Thursday, April 18, 2013

Lemon Pickle (Method 2)



 
 
 
Summer months are famous for making pickle, applams, vadams etc ...I am not sure whether it is happening now but definetly my childhood days were filled with these ... come summer there is lot of planning happening for making these (they come in handy during rainy days). I would say it is still practised in lot of families. To beat the heat my mom, perima would get up early make the prep work to make the vadam batter (kooyu is what its called in tamil)... I wasn't really fond of the vadams but was sure interested in tasting the kooyu ... yum is the word! My mouth is watering as I write about it.. So it was not just vadams and applams but making pickle was also a major part of the summer program! Different varieties of mango pickle, lemon and goose berry pickle.. I miss those days.
 
This year if we have good summer like we had last year I am thinking of trying a hand at making vadams.... lets see how it goes ...will keep you posted.
 
Now coming to making of lemon pickle II version. This one can be stored for a longer time. The version I posted earlier (almost couple of years ago) was an instant pickle which will not stay good for more than a week or two.
 
Ingredients:
 
6 to 8 Big sized lemons
3 Tsp Salt
1/2 Tsp Fenugreek (Dry roast it and powder)
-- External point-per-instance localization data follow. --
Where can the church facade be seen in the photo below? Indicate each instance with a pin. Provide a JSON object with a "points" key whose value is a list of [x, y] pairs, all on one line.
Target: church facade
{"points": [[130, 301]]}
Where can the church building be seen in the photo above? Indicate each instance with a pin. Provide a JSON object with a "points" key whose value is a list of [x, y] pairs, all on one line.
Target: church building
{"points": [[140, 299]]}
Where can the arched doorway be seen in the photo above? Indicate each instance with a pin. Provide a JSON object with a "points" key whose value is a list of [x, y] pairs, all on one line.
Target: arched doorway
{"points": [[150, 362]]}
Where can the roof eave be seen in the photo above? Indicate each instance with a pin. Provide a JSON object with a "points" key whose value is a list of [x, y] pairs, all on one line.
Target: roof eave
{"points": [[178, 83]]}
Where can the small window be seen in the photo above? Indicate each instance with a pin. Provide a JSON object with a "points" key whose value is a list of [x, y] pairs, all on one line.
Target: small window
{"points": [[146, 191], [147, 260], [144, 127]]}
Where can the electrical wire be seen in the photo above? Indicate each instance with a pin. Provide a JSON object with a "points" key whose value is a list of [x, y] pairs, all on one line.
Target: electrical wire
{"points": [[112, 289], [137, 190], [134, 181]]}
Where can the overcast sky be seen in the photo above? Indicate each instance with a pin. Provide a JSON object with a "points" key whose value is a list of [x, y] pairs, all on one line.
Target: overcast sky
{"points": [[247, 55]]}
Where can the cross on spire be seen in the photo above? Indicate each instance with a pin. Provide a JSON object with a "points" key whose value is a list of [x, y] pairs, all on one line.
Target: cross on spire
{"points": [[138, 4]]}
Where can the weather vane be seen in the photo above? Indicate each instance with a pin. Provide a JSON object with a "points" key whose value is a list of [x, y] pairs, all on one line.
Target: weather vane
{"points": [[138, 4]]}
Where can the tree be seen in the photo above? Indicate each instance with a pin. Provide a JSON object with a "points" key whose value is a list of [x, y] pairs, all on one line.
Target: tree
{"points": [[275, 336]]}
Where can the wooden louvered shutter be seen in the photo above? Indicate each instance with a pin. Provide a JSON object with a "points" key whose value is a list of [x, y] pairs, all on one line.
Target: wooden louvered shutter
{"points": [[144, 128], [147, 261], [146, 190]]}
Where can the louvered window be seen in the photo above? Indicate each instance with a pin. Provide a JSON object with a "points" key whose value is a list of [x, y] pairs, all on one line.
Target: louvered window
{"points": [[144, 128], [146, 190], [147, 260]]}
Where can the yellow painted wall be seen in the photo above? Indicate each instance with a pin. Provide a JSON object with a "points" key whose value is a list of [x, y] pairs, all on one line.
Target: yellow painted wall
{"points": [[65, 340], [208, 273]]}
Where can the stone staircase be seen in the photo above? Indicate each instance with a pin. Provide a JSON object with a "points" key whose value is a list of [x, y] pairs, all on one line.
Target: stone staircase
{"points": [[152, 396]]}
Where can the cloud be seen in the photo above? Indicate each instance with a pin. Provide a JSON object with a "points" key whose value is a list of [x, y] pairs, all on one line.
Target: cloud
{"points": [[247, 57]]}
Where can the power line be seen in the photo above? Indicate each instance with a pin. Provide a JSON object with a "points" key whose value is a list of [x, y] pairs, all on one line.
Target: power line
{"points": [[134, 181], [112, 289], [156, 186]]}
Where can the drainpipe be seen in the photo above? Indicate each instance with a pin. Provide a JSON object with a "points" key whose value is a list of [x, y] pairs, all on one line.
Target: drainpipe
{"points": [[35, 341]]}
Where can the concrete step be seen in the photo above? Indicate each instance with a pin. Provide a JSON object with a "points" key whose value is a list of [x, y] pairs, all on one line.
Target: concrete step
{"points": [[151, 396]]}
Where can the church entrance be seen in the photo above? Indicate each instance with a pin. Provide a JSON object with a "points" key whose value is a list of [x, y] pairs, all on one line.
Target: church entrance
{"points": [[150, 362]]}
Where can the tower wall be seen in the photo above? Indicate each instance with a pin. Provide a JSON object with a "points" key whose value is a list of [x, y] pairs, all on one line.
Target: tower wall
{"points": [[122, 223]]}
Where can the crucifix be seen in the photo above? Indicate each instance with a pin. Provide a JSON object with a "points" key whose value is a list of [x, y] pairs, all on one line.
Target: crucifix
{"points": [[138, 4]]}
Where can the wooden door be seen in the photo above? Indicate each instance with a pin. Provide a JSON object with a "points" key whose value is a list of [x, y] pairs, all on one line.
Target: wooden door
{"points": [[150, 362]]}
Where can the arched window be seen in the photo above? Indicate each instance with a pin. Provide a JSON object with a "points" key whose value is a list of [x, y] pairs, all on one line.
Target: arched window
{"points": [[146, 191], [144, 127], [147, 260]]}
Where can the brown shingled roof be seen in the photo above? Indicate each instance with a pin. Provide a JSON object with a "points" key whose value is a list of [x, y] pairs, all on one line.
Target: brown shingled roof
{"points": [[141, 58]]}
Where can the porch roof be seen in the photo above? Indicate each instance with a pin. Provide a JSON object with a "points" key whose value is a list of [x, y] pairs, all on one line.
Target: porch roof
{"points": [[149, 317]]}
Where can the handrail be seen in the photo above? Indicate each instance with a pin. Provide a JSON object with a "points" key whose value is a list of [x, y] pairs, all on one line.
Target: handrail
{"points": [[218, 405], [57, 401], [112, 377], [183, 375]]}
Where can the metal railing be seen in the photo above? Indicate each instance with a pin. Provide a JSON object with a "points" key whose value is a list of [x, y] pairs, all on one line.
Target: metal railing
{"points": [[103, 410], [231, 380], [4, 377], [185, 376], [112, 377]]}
1 1/2 Tsp Red Chilly powder (the one I have is very spicy)
4 TBSPN Sesame Oil
1 Tsp Mustard
 
Wash the lemons and cut them into 1 inch pieces.
Add salt and store it in a glass jar for 2 weeks. 
Shake them everyday so that it will not get dry on the top and stays moist. Actually it is good to eat it this way too.
After 2 weeks. Take oil in a pan. Add mustard and let it splutter.
Add the lemon, red chilly powder and cook it for sometime.
Add the fenugreek powder and let it cook for couple more minutes.
Turn off the stove. Allow it to cool.
Store it in a glass jar. It will stay good for 3 to 6 months.
You will get 3/4th jar of lemon pickle (I used the smuckers jam bottle for storing it).